Getting a "portable" /19 or /20

Sean M. Doran smd at clock.org
Wed Apr 11 03:19:59 UTC 2001



| > Perfectly aggregated networks are star-shaped.  
|
| No. They are tree shaped.

It seems pretty difficult to have all elements in a network
except one have only a default route if you have a tree shape,
assuming you don't mean a 3-node network...

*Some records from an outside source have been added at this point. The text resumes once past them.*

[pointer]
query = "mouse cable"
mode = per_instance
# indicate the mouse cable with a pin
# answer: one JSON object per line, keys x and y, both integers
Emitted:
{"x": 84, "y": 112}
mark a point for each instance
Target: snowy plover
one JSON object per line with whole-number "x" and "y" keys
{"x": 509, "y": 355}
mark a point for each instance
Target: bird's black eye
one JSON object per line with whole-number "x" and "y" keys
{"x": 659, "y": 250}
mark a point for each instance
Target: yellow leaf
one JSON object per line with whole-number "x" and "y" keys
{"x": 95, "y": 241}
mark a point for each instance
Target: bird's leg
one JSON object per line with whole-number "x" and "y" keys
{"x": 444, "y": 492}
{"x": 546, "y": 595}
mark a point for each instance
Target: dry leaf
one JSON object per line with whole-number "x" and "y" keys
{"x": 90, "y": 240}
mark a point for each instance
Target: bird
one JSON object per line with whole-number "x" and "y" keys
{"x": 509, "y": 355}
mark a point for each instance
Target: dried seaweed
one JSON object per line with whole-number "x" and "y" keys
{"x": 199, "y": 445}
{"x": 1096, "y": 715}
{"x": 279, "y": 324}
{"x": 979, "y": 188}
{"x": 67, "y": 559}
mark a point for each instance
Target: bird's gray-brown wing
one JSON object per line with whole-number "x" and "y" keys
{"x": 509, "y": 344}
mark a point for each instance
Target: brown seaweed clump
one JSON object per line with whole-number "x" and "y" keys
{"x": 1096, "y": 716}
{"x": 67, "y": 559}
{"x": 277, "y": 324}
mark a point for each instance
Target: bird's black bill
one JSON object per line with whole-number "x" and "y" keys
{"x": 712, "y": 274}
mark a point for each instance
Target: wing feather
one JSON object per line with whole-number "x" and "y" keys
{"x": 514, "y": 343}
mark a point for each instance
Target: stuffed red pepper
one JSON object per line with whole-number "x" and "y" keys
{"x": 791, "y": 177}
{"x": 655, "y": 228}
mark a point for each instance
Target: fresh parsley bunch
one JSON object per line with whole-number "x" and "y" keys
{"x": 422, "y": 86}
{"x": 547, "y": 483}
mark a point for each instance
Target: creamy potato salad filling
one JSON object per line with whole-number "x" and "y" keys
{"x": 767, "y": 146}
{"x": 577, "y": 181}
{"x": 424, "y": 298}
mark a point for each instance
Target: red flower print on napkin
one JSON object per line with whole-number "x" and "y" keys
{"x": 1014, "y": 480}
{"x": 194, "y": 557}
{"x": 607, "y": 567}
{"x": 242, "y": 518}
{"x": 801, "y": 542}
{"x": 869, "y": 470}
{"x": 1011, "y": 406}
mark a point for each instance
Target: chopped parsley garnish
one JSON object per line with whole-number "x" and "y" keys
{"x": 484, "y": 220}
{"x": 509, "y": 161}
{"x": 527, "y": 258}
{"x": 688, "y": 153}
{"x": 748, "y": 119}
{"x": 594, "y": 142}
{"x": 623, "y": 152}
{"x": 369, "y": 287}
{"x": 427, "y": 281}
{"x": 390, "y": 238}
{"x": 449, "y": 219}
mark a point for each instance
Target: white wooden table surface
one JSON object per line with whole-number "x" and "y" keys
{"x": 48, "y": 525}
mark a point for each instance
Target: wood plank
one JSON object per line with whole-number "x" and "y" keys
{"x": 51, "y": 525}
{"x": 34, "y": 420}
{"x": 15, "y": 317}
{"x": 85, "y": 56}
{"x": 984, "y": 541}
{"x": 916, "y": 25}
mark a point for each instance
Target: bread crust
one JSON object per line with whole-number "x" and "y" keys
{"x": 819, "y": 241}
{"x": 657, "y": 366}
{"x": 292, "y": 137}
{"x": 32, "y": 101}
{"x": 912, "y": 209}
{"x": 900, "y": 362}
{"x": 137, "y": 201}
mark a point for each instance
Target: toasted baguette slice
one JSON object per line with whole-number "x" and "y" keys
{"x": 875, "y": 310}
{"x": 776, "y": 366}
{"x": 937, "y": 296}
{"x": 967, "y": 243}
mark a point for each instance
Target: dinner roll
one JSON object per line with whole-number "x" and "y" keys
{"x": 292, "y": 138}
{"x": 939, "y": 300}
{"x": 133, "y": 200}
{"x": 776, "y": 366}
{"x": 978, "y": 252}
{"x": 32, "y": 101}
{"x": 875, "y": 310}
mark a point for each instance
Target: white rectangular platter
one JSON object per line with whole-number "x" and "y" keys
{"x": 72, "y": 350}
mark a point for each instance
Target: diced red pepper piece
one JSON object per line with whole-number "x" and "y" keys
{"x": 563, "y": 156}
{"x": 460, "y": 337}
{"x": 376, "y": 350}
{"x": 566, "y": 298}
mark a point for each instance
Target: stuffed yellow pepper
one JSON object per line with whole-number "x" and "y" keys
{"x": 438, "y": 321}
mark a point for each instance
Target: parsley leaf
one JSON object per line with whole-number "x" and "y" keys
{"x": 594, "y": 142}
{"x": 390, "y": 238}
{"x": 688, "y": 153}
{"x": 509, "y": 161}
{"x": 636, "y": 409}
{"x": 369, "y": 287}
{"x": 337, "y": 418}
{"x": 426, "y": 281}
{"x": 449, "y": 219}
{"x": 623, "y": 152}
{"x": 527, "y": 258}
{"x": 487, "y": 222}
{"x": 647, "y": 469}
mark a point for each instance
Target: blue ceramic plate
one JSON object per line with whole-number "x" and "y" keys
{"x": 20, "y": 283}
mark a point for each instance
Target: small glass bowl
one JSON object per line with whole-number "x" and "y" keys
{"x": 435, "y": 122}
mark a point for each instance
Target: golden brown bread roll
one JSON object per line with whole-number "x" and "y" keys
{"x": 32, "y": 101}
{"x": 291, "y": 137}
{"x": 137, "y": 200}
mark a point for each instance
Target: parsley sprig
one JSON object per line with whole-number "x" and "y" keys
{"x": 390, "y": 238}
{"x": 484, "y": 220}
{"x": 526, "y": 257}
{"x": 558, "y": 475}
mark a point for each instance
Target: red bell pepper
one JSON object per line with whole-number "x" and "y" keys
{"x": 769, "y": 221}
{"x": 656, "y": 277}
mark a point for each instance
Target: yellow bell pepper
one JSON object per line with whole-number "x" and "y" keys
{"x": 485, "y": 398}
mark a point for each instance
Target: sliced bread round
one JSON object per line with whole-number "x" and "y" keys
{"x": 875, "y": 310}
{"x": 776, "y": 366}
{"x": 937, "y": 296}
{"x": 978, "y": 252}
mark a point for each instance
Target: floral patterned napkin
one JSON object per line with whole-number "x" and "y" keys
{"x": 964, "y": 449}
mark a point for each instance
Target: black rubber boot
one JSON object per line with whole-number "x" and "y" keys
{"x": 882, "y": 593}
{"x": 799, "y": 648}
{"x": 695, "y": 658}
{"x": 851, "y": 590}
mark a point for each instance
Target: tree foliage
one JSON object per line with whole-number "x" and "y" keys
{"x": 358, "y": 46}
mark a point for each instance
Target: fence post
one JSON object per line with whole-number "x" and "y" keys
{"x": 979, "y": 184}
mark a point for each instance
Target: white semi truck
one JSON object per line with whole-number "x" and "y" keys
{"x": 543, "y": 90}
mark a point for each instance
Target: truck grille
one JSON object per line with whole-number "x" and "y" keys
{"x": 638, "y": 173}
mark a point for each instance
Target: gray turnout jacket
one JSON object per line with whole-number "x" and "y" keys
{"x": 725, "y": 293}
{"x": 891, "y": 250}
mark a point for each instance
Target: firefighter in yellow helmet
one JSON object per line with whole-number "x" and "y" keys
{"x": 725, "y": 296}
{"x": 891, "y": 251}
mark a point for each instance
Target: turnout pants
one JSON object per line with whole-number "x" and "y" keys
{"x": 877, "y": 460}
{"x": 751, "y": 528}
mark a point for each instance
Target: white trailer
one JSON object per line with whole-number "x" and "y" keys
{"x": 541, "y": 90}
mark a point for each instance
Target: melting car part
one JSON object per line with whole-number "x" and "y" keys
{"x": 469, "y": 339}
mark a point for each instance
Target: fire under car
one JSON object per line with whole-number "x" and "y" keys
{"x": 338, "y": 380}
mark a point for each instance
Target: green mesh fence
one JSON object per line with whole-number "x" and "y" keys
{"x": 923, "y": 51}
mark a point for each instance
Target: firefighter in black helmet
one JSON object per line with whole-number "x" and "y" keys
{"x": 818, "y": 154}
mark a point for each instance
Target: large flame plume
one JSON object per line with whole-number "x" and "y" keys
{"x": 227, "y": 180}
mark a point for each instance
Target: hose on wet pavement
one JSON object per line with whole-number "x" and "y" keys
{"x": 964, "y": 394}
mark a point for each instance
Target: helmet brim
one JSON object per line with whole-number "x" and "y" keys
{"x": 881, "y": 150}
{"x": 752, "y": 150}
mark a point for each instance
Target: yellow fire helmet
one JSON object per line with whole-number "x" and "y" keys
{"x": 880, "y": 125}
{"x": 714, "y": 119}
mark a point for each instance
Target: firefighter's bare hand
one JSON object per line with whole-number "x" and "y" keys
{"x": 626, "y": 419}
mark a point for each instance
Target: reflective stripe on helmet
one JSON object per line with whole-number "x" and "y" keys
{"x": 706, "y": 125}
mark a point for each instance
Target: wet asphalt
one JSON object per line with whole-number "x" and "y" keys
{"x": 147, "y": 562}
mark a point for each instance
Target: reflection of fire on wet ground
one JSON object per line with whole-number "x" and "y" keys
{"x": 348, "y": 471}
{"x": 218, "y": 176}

| > This is a result of the CIDR addressing architecture and is 
| > INDEPENDENT OF THE NUMBER OF BITS IN AN ADDRESS.
|
| I disagree, if insted we didn't aggregate into /19s or /20s but into /22s
| and /23 there would be less unoptimum routing and larger (less scalable)
| route tables.

Yeah, and if you deaggregate from /[overhead]s into /[overhead+2 or 3]
in any length CIDR routing system, you get 4 or 8 times the number
of prefixes, and make some people happy that they get more optimal
routing and make some people unhappy that they have to bear the
extra dynamism.  In the interest of obviousness, "overhead" is the number 
of bits necessary to identify a unicast address, and if you want to
use a larger value (like 19 or 20) just for fun, you get the same number
of potential prefixes whether your field is 32 bits or 128 bits or 2³² bits.